Bicycle manufacturers grouping together with car and motorcycle manufacturers to produce limited runs of exclusive and expensive bikes is nothing new, but it’s something that was particularly prominent at Eurobike this year. The problem is that most of these collaborations turn out to be pretty lame.
Be it bikes designed specifically to be accessories for multi-million pound supercars or just reputable names being licensed on less than inspiring bicycles, we’ve got five for you to ponder below.
PG Bugatti bike
The PG Bugatti bicycle claims to be the world’s lightest flat-handlebar bike at 4.9kg Oliver Woodman / Immediate Media
Bugatti’s brief was clear: produce a bike that could be sold as an accessory for those purchasing its £2.5m Chiron hypercar.

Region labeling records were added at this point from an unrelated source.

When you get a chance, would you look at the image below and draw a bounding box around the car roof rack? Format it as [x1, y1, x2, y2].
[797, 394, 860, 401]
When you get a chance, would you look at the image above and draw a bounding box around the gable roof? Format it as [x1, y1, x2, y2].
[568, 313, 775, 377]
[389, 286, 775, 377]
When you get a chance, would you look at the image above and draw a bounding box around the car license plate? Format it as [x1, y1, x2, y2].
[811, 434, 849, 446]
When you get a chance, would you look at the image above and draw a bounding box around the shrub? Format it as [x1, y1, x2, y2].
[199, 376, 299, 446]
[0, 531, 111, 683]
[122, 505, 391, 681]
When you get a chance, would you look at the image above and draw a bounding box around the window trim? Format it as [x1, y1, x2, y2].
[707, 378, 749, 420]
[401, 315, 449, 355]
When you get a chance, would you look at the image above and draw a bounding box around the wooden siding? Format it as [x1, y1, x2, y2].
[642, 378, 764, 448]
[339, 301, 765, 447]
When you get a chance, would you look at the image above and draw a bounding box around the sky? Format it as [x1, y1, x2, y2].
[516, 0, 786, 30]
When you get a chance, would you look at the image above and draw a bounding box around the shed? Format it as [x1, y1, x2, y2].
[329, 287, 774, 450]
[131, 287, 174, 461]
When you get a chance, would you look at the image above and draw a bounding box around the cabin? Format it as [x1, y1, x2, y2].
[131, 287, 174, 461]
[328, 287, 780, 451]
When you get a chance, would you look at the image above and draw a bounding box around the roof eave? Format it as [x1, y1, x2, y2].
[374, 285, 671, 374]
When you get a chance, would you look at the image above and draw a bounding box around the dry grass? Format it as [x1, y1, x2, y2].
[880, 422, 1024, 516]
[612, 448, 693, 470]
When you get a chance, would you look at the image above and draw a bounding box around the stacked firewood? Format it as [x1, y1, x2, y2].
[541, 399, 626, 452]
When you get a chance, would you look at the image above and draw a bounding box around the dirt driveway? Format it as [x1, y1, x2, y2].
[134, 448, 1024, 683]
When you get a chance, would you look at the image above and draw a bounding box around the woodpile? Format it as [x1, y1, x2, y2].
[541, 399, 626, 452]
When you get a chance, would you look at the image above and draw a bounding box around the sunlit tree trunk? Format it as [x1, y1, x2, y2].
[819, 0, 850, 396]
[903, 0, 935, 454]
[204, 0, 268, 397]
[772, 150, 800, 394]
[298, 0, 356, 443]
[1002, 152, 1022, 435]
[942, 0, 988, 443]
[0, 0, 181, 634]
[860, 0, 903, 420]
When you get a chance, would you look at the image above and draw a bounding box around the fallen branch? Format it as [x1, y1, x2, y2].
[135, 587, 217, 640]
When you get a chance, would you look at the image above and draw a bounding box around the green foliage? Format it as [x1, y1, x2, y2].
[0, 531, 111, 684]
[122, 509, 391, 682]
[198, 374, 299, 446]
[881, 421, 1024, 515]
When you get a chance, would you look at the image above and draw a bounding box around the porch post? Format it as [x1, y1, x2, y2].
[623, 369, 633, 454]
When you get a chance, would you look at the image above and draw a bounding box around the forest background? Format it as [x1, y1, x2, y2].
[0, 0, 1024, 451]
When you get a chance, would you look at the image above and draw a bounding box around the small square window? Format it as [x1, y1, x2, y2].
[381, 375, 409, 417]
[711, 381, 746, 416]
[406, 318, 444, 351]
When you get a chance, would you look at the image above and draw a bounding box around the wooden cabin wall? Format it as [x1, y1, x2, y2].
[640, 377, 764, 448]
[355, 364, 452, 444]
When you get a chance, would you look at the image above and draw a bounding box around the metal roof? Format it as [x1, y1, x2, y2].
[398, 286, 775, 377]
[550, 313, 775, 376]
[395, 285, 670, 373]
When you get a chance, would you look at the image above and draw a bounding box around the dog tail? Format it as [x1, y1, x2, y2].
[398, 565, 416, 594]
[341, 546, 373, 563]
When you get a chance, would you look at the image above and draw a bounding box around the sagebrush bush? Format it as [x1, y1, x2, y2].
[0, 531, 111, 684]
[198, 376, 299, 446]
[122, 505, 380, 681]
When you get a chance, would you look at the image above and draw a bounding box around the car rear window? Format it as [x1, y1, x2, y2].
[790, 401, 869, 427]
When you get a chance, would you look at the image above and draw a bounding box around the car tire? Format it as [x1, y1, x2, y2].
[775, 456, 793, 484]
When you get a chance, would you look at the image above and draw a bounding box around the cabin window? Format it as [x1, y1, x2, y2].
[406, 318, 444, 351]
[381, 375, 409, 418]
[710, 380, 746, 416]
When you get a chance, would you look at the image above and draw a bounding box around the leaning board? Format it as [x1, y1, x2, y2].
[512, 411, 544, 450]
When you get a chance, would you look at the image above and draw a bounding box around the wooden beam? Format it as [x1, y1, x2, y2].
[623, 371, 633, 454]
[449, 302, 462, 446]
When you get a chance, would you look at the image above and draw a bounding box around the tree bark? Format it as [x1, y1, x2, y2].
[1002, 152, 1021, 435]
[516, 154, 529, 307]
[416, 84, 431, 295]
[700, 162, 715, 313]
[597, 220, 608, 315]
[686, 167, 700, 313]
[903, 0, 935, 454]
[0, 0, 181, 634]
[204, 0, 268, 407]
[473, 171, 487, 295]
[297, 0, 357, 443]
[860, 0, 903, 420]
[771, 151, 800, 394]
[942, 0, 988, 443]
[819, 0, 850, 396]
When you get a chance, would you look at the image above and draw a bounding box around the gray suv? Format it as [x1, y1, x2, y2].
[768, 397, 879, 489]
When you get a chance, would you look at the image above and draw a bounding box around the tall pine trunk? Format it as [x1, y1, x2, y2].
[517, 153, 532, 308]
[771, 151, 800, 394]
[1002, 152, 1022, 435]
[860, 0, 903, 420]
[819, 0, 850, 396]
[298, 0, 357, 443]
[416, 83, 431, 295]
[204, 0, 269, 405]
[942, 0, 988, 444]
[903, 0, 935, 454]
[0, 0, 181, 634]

The result is what Bugatti claims is the lightest flat handlebar hybrid out there — with builds coming in as low as 4.9kg.
To achieve this weight German bike builder PG sourced some of the world’s lightest components from the likes of Tune, THM and Lightweight, and stuck with a belt-driven fixed gear drivetrain.
This was never going to be a bike that most would consider affordable, but the $39,000 starting price should ensure that figures never get close to the intended production run of 667 bicycles. For more information on this bike head over to our first look article.
Bianchi Scuderia Ferrari 01
Very Italian, very expensive Oliver Woodman / Immediate Media
The Bianchi Speciallisima is a bike that we truly adore and one we know to deliver one of the most compelling ride experiences available today. But we aren’t fully sold on this version, which the company has developed in collaboration with Ferrari.
The Bianchi Scuderia Ferrari 01 is essentially a repainted Speciallisima with a few juicy upgrades and a choice of two finishes: the Ferrari favourite Rosso Corse, and Nero Setoso which reverses most of the red and black elements of the livery.
This is the second of two colour options for Bianchi’s €15,000 SF01 Oliver Woodman / Immediate Media
Special-edition componentry includes a 94g Asute One full-carbon saddle that uses a 3K weave which Ferrari employs in its cars, Bianchi claims. The Fulcrum Speed 40C Carbon 1,420g wheels are also branded Scuderia Ferrari and — just like Ferrari’s F1 cars — are dressed with Pirelli P-Zero tyres.
And the price tag? €15,000.
Diavelo Maserati MC Race e-bike
Maserati’s e-bike from Diavelo: horrible isn’t it Oliver Woodman / Immediate Media
On the whole, drop bar e-bikes are getting a whole lot better looking. Designs such as the Focus Project Y and Orbea’s new Gain range manage to house a motor and battery so elegantly that even a trained eye would have to look twice to notice them over a regular bike. And then there’s this.
Yes, the colours and the name may match those found on Maserati’s monstrous MC12 supercar but that’s where we believe all parallels end. Actually, it’s hard to think of a bike in recent memory that holds a shape quite as ugly as this one.
The MC Race’s underbelly holds the Fazua Evation mid-motor system, while a smattering of top end bits from the likes of Zipp and SRAM finish off this vulgar beast.
If for whatever reason you aren’t disgusted by its looks then you’re almost certainly going to be disgusted by the price, which by the way we didn’t ask for.
For Kawasaki to put its name to something this uninspiring seems surprising Oliver Woodman / Immediate Media
OMG, Kawasaki producing a mountain bike?! This must be awesome, or perhaps it could’ve been had Kawasaki not simply licensed its name out to someone else’s somewhat generic e-bike.
In fact, the design comes from Diavelo, the same people that produced the Maserati bike.
Hardly the green machine we were hoping for Oliver Woodman / Immediate Media
Surely it’s about time major motorcycle manufacturers did enter the e-MTB arena, but let’s hope that when they do they do so with designs that bring more to the table than this.
Ducati’s e-MTBs are produced in collaboration with Bianchi Oliver Woodman / Immediate Media
Continuing the motorcycle and electric mountain bike theme is this new range of e-MTBs from Ducati. The bikes themselves are actually produced by Bianchi in what has become a continuation of a long-lasting collaboration between these two Italian brands.
There’s nothing particularly wrong with these, they just leave us a little cold Oliver Woodman / Immediate Media
In fairness, these look like pretty well executed bikes, but they hardly exude the lust that’s often associated with the company’s motorcycles.